Several are struggling to figure out why Netflix SA PR and publicity bosses are so carelessly lazy and seemingly incompetent when it comes to communciation. They vent to me. 

Meanwhile, Netflix SA and its PR companies keep hugging and air-kissing influencers and other panderers, perhaps wondering why Netflix struggles to get credibility and earned media for its South African media events and truthful reviews and opinions from people on their PR lists - but not really properly engaging with them.

Media and influencers not paying for an experience, who want to attend "things" mostly because there's liquor and the chance for drinking and a goodie bag and who don't really care for the content or reporting out to their readers and viewers and listeners about what they see and ask and hear, are always going to disappoint you.
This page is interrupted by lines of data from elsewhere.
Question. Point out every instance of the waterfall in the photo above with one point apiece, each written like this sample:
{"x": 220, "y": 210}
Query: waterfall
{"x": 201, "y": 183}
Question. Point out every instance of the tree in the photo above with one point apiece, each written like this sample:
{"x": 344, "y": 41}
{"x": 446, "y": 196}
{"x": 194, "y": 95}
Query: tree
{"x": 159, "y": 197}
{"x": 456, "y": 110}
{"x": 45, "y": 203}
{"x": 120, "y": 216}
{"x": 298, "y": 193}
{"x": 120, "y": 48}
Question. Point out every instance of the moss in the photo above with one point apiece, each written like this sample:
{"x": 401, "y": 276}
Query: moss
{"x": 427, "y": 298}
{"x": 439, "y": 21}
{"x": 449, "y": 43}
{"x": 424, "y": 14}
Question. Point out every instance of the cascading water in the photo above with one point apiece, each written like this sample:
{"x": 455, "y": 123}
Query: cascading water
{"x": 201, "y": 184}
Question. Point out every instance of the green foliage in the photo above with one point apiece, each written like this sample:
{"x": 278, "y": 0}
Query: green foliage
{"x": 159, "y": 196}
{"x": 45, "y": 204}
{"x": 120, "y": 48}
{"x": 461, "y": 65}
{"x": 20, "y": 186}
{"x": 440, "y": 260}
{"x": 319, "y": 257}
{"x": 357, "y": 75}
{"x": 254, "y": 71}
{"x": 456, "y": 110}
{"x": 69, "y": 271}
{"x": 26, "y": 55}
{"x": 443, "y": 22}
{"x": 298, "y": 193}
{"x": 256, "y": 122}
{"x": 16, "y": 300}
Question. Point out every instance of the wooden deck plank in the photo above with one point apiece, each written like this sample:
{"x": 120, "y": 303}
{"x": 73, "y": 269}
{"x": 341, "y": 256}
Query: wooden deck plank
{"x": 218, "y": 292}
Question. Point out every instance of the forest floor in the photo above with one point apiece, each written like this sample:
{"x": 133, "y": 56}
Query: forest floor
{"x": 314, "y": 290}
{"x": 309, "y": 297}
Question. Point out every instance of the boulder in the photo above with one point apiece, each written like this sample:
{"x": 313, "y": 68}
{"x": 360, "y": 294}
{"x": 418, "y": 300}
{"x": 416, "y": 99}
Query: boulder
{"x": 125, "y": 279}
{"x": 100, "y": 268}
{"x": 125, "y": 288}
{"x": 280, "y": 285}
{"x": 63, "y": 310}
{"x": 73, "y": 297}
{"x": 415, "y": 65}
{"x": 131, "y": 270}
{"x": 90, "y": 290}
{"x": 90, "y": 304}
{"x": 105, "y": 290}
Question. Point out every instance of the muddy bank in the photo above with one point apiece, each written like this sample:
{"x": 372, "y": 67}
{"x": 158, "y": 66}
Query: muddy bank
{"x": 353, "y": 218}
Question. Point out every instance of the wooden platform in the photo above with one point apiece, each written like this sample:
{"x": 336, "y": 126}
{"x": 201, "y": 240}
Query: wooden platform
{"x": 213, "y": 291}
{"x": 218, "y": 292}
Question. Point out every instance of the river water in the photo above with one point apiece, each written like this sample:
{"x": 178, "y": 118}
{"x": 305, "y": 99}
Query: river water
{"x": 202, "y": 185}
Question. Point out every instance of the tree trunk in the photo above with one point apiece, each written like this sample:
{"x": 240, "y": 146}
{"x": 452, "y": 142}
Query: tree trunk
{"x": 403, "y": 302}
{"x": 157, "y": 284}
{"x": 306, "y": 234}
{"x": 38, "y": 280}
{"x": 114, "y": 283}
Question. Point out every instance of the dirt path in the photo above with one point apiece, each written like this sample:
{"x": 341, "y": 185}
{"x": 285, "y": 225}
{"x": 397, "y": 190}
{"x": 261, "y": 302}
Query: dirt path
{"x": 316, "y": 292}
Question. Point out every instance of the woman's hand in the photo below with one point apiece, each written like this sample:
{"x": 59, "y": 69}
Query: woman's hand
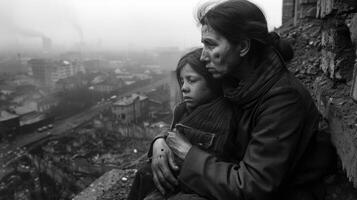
{"x": 178, "y": 144}
{"x": 162, "y": 165}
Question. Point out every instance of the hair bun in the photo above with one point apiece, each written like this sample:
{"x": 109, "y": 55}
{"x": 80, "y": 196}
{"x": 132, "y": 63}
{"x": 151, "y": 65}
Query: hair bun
{"x": 282, "y": 45}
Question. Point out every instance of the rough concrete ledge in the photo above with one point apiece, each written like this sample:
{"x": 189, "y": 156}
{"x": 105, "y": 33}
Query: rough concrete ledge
{"x": 106, "y": 185}
{"x": 340, "y": 112}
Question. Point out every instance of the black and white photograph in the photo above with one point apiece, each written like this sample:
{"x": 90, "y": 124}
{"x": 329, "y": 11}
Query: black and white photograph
{"x": 178, "y": 100}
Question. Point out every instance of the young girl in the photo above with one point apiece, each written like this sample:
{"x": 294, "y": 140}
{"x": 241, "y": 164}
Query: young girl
{"x": 203, "y": 117}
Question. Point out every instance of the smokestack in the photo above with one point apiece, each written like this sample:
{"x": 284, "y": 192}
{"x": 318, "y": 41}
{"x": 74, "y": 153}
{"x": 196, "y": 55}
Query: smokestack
{"x": 46, "y": 43}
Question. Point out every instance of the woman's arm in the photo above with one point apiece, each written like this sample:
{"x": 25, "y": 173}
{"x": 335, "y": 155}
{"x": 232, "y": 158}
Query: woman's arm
{"x": 268, "y": 156}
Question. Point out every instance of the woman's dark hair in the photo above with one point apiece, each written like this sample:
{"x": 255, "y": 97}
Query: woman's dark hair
{"x": 239, "y": 19}
{"x": 193, "y": 59}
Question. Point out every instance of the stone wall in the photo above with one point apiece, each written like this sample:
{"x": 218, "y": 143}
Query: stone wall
{"x": 336, "y": 89}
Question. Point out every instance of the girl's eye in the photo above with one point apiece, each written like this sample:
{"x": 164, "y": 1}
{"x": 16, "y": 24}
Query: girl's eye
{"x": 191, "y": 80}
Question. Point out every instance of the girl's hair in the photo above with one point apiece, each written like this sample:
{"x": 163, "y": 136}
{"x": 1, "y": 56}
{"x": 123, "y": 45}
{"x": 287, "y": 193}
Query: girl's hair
{"x": 193, "y": 59}
{"x": 239, "y": 19}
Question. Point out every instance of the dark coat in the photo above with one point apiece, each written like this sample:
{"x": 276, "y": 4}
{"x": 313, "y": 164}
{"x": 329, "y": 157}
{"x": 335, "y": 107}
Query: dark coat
{"x": 277, "y": 141}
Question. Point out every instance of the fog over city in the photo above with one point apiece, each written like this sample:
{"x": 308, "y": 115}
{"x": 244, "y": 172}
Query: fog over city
{"x": 106, "y": 25}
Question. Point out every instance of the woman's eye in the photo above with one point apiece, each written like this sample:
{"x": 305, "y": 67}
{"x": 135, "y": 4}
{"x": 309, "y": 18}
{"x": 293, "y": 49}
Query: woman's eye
{"x": 191, "y": 80}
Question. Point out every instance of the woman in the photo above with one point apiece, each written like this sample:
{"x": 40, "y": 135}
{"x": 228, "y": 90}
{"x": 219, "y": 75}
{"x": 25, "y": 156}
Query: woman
{"x": 204, "y": 118}
{"x": 280, "y": 154}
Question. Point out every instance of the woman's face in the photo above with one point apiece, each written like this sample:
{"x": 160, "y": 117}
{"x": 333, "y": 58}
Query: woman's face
{"x": 220, "y": 55}
{"x": 195, "y": 90}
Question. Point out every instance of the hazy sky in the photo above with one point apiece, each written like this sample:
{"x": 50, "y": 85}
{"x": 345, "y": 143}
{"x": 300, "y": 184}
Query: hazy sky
{"x": 108, "y": 24}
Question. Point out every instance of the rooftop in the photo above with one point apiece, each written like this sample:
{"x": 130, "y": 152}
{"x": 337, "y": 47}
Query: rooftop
{"x": 127, "y": 100}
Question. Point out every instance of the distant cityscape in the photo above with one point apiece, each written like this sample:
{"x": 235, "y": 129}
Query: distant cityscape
{"x": 62, "y": 116}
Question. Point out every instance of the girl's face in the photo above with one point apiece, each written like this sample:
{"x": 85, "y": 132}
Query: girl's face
{"x": 194, "y": 88}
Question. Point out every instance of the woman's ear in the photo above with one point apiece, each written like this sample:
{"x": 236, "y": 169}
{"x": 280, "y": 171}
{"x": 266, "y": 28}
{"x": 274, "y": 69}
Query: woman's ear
{"x": 244, "y": 47}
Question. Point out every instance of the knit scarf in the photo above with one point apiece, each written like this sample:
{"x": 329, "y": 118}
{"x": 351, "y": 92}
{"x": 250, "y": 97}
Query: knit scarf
{"x": 214, "y": 118}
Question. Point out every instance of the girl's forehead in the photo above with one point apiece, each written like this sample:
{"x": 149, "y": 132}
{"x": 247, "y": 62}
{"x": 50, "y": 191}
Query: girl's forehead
{"x": 188, "y": 70}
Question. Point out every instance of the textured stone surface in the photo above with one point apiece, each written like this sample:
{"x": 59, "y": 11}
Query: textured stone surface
{"x": 341, "y": 115}
{"x": 337, "y": 54}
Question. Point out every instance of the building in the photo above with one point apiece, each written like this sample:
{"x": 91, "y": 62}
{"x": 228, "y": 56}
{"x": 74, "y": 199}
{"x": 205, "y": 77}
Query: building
{"x": 130, "y": 109}
{"x": 8, "y": 123}
{"x": 48, "y": 72}
{"x": 107, "y": 84}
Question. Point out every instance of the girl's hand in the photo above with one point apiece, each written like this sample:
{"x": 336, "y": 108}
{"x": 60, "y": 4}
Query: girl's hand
{"x": 178, "y": 144}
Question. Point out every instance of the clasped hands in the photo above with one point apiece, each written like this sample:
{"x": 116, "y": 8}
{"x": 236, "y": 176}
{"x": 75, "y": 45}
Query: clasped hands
{"x": 163, "y": 164}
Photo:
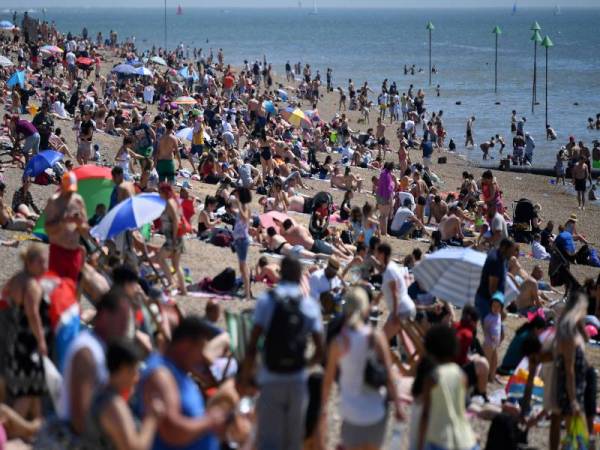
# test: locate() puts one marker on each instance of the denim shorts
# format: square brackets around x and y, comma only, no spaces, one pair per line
[241,248]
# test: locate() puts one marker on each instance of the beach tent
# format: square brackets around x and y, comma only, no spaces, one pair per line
[94,184]
[16,78]
[453,274]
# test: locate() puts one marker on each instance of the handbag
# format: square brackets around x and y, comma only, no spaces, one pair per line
[375,375]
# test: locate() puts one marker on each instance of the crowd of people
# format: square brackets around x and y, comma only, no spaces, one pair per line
[127,369]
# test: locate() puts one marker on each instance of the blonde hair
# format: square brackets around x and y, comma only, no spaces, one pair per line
[575,310]
[31,252]
[356,306]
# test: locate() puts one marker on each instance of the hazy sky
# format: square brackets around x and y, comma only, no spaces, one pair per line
[306,3]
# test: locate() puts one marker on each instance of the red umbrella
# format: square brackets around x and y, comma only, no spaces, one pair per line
[83,61]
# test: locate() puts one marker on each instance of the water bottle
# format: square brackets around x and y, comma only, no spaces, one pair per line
[396,439]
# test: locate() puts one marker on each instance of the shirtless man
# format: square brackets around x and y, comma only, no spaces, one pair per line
[580,173]
[167,150]
[420,187]
[66,222]
[451,228]
[122,190]
[437,210]
[265,272]
[299,235]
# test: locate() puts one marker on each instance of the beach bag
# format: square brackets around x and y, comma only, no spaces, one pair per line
[375,375]
[577,437]
[223,282]
[183,227]
[285,341]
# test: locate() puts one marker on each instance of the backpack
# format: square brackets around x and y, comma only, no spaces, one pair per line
[285,341]
[223,282]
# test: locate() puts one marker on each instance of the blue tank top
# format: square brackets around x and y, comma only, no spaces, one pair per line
[192,403]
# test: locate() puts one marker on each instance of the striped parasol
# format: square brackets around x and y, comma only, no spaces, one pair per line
[296,117]
[453,274]
[51,49]
[185,100]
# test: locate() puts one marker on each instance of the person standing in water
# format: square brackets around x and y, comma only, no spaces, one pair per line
[469,141]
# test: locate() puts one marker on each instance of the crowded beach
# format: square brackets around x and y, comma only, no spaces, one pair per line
[203,256]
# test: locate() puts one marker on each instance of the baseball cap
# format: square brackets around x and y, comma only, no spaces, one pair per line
[499,297]
[69,182]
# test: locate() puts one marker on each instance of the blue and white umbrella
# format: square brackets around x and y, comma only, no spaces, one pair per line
[130,214]
[42,161]
[144,71]
[269,107]
[453,274]
[125,69]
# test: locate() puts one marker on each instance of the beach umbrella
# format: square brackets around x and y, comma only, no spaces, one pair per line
[5,62]
[547,43]
[187,134]
[185,100]
[51,49]
[536,37]
[497,31]
[453,274]
[429,27]
[126,69]
[94,184]
[84,61]
[130,214]
[269,107]
[282,94]
[144,71]
[296,117]
[158,60]
[17,78]
[42,161]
More than anything; more than proper, real media coverage, the main aim of these sorts are to be invited to more things, continuing to force a content brand like Netflix SA to rather buy a badly-done advertorial in a broadsheet because it can't bargain on actual journalists to cover a media event because of a lack of media liaison relationships.

It's really way past due for Netflix South Africa, its PR bosses and public relations companies in this country to get a grip on actual media communication and interaction, proper media liaison and understanding and improving its inadequate approach around issues of inclusion, exclusion and diversity.